Berluscones in netto vantaggio in due aree della Regione: a Catanzaro, collegio che si tinge di colore blu e Gioia Tauro. Mimmo Tallini viaggerebbe intorno al 37% dei consensi, D'Ippolito del M5S si fermerebbe al 32%, Viscomi andrebbe ad attestarsi intorno al 22%. Situazione simile anche a Reggio con l'ex presidente del Consiglio Regionale Francesco Talarico al 37%, che precederebbe Federica Dieni (33%) e Nico D'Ascola (22%). Dove potrebbero spuntarla i Cinquestelle, secondo questa rilevazione è a Cosenza, dove Anna Laura Orrico sarebbe in vantaggio su Paolo Naccarato con Giacomo Mancini addirittura terzo. A Vibo Valentia, sondaggio capovolto rispetto a precedenti rilevamenti che davano il centrosinistra oltre il 40%. Questa volta in testa c'è Wanda Ferro (37%), seguita da Dalila Nesci (30%). Staccatissimo il parlamentare uscente Bruno Censore (24%).

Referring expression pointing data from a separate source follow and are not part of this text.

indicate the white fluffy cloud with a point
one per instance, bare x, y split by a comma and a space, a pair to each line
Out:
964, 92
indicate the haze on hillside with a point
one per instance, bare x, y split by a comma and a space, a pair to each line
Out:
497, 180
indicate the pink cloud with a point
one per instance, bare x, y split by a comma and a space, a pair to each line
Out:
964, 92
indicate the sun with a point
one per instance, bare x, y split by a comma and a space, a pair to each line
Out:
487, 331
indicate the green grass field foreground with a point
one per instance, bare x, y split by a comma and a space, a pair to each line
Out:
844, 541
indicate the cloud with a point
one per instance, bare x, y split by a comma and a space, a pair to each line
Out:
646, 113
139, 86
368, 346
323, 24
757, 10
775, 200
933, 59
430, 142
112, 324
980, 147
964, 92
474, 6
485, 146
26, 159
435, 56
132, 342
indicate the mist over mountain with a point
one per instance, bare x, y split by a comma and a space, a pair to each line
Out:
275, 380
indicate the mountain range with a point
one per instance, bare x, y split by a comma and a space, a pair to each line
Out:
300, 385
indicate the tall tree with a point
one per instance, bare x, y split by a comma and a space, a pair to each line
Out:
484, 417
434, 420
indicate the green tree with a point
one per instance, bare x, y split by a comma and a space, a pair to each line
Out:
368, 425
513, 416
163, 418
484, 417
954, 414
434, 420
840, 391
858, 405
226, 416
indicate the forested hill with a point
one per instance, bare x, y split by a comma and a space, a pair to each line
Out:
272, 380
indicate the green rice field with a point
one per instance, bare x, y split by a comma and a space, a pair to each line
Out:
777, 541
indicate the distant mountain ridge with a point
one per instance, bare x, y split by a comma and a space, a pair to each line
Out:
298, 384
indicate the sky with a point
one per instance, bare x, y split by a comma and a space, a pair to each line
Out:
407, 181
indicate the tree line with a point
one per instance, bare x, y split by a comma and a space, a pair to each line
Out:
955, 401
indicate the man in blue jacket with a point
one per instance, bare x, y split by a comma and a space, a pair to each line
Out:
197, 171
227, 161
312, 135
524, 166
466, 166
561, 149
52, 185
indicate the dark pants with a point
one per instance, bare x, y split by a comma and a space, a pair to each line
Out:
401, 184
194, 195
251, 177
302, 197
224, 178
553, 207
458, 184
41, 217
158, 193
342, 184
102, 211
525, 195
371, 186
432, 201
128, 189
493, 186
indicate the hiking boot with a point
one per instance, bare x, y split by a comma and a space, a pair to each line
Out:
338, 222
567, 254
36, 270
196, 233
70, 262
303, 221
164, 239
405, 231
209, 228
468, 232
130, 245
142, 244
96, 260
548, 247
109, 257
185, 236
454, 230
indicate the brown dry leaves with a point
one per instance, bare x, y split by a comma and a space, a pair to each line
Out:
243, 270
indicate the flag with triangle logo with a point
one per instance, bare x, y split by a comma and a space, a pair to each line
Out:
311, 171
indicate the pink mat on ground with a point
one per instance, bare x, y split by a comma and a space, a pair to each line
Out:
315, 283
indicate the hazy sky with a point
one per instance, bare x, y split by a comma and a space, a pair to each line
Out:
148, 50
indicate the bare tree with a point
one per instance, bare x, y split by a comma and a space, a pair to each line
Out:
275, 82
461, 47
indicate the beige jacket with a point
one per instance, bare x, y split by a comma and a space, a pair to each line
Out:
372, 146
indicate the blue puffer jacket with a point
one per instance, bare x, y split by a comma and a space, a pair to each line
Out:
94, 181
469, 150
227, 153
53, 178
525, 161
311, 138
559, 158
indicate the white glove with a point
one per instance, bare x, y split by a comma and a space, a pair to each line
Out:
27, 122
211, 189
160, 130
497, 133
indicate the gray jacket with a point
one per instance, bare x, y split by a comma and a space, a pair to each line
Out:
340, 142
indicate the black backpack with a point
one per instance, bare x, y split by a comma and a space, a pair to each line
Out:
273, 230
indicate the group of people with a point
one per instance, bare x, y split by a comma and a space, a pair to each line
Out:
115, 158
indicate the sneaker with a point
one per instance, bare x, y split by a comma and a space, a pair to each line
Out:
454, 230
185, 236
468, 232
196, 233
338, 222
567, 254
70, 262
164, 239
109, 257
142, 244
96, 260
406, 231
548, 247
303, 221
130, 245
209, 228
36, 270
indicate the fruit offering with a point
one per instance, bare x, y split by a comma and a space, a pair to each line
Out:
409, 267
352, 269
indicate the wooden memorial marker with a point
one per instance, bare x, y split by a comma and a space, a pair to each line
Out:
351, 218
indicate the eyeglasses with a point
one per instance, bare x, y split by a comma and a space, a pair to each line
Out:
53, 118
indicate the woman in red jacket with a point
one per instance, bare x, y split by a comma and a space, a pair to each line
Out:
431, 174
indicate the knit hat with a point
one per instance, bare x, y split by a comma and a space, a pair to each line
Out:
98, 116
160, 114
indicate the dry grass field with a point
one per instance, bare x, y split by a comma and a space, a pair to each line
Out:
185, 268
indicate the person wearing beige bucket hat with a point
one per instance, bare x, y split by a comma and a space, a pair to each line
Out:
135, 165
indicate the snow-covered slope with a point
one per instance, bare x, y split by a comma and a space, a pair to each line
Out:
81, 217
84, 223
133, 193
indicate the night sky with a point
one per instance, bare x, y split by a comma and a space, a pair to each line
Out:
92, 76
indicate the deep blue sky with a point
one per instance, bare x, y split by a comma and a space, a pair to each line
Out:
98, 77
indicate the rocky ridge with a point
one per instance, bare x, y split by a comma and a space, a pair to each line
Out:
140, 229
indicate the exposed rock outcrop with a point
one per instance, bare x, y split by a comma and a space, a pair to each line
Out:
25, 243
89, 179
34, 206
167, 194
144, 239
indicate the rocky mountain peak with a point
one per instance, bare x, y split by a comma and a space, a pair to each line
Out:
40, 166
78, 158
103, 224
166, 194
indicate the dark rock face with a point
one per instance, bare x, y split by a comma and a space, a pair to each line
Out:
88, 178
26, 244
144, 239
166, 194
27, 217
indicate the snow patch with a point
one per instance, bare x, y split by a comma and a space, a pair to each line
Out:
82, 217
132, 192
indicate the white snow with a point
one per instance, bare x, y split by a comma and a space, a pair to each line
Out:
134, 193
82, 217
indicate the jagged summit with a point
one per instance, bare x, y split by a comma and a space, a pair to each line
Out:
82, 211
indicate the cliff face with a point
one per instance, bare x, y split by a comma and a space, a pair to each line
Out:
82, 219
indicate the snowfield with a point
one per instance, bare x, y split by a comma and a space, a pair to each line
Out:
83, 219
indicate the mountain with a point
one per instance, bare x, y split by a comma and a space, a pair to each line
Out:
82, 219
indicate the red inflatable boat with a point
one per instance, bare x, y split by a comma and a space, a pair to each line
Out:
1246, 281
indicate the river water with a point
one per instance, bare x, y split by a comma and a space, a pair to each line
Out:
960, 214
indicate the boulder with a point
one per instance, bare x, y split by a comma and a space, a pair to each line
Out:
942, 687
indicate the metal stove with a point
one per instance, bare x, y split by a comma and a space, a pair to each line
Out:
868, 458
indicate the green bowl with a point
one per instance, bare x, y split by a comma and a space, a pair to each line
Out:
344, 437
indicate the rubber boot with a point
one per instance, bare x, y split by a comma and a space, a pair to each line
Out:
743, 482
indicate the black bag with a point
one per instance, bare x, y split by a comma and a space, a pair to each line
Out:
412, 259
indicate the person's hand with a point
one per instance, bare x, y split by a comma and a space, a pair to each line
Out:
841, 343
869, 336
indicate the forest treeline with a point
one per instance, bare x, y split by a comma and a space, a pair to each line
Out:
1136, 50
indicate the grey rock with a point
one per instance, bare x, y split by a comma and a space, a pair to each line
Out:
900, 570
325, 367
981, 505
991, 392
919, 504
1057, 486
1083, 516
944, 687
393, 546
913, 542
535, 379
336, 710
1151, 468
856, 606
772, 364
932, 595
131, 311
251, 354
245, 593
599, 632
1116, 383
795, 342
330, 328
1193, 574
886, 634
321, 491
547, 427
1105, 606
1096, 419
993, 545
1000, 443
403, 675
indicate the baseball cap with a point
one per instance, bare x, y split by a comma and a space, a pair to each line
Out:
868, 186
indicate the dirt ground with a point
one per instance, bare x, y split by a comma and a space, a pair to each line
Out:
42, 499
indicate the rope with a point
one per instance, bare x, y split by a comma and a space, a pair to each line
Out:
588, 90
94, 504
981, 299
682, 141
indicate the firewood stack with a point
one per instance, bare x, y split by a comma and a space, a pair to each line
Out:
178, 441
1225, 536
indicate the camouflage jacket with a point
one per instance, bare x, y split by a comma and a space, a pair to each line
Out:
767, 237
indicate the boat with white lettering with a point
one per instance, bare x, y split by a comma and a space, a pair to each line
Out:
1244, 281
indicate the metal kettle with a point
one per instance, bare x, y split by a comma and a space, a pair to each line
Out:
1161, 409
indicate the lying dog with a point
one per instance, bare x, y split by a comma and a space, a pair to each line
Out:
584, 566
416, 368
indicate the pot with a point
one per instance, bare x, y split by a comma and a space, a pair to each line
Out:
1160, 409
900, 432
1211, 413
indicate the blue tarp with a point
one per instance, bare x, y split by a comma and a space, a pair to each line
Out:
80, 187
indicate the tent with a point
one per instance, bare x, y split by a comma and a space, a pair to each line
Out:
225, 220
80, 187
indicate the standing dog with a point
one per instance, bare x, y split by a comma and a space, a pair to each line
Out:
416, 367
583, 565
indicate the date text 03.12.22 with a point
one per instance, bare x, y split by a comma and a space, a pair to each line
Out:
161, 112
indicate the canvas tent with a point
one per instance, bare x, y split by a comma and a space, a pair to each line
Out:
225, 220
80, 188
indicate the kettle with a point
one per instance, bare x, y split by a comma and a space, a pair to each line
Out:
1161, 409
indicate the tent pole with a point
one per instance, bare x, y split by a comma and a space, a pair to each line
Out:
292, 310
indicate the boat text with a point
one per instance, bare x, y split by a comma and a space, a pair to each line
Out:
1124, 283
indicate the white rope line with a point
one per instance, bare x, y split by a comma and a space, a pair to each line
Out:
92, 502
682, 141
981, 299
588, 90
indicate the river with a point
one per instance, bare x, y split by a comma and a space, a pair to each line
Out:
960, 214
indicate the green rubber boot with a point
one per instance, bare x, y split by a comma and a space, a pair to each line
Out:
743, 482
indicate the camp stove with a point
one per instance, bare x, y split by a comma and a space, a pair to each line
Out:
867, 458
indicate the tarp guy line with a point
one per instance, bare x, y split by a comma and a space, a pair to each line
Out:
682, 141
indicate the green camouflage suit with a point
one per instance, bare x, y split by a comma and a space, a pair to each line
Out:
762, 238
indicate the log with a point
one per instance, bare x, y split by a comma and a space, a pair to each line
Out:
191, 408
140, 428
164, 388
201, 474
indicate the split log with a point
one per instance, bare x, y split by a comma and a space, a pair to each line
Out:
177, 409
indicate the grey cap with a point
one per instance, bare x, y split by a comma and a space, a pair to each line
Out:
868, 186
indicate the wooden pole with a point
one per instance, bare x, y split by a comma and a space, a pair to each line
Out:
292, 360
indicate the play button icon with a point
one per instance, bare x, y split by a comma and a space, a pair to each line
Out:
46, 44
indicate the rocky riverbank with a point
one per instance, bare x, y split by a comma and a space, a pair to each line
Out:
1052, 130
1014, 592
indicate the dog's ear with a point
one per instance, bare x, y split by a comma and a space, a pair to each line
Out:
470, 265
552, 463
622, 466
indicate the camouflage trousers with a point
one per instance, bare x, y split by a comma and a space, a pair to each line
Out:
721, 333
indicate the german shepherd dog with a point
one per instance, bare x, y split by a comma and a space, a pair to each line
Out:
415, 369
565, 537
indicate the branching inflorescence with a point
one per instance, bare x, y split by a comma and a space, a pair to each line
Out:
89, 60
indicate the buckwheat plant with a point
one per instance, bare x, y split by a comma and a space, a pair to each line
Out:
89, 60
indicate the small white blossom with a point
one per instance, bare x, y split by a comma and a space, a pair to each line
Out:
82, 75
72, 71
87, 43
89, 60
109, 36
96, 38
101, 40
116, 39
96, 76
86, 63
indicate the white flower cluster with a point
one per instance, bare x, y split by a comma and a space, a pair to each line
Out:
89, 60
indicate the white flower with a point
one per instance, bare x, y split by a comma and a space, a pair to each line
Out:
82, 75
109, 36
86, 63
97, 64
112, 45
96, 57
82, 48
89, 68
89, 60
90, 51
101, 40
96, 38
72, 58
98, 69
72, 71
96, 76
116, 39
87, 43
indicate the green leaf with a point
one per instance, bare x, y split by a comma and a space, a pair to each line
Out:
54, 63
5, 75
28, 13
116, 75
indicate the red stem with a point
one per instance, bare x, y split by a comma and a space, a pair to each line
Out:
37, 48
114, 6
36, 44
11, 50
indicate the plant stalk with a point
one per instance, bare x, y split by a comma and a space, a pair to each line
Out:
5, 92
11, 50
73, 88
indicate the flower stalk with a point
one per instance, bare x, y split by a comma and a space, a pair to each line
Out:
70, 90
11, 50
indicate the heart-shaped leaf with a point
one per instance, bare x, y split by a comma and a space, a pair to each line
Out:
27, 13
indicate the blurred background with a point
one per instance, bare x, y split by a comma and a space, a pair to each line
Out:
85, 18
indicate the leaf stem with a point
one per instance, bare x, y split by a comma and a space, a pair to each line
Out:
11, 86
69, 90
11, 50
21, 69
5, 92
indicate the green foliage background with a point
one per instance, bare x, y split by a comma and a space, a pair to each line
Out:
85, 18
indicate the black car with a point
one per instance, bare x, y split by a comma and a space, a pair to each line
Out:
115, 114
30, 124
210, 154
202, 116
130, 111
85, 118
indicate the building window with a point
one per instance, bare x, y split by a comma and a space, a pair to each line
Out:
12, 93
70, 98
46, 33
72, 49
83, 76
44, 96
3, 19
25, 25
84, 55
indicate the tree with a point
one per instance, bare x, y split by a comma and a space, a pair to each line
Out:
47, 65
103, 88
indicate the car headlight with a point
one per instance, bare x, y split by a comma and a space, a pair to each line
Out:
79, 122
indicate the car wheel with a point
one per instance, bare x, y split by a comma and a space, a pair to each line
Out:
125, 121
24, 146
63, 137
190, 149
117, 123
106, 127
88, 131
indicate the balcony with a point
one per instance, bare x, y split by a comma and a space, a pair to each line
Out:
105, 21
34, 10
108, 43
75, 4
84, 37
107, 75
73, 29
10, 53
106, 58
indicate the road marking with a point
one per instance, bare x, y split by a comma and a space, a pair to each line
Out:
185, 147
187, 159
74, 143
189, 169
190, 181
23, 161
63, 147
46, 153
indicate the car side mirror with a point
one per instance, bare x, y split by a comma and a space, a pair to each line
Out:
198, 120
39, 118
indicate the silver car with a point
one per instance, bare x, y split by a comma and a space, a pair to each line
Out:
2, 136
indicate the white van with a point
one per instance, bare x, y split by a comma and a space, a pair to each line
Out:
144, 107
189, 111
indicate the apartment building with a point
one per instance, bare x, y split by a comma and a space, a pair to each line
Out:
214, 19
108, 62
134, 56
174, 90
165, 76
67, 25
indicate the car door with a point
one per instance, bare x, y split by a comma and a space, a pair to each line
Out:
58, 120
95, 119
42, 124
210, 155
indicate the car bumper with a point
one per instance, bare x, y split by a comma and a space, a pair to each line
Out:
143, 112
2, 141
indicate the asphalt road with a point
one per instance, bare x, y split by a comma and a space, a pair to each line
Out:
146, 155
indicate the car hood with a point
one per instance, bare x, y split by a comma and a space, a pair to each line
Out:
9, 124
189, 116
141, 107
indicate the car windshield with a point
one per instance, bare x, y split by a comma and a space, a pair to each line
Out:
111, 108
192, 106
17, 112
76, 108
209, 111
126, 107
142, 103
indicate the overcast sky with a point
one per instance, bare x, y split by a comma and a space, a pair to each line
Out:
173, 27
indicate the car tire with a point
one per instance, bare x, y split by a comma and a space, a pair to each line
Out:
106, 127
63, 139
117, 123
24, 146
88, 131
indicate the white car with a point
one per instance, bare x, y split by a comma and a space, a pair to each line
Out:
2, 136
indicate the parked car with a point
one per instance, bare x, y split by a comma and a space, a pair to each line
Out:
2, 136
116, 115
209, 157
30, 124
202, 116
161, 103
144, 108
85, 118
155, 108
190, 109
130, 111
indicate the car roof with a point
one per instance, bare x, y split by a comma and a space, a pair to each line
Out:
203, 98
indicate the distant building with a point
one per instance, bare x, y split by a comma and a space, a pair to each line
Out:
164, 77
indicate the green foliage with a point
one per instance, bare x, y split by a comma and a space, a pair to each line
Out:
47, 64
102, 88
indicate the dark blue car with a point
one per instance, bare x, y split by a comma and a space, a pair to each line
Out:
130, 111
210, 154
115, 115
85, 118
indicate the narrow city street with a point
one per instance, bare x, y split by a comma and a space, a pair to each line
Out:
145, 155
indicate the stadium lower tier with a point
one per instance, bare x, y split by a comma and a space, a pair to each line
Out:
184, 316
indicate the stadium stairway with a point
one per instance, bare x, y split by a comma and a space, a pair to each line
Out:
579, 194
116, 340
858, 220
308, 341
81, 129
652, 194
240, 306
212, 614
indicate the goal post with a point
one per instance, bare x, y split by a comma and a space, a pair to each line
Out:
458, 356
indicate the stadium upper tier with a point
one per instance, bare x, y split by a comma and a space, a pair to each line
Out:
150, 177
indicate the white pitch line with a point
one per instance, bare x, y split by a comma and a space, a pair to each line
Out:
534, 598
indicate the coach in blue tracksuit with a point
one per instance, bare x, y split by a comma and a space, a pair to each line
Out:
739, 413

Nulla da fare per i dem neppure a Crotone. A spuntarla sarebbe addirittura il leghista Giancarlo Cerrelli, dietro di lui Elisabetta Barbuto e Nicodemo Oliverio. Centrodestra in vantaggio pure a Castrovillari con Andrea Gentile davanti a Massimo Misiti e Luigi Incarnato. Idem a Corigliano con Rapani in testa e il dem Aiello ultimo della graduatoria. Centrodestra nettamente avanti anche a Gioia Tauro con Francesco Cannizzaro dato al 40%, con dieci punti di vantaggio sul M5S. Elisabetta Tripodi si fermerebbe al 21%.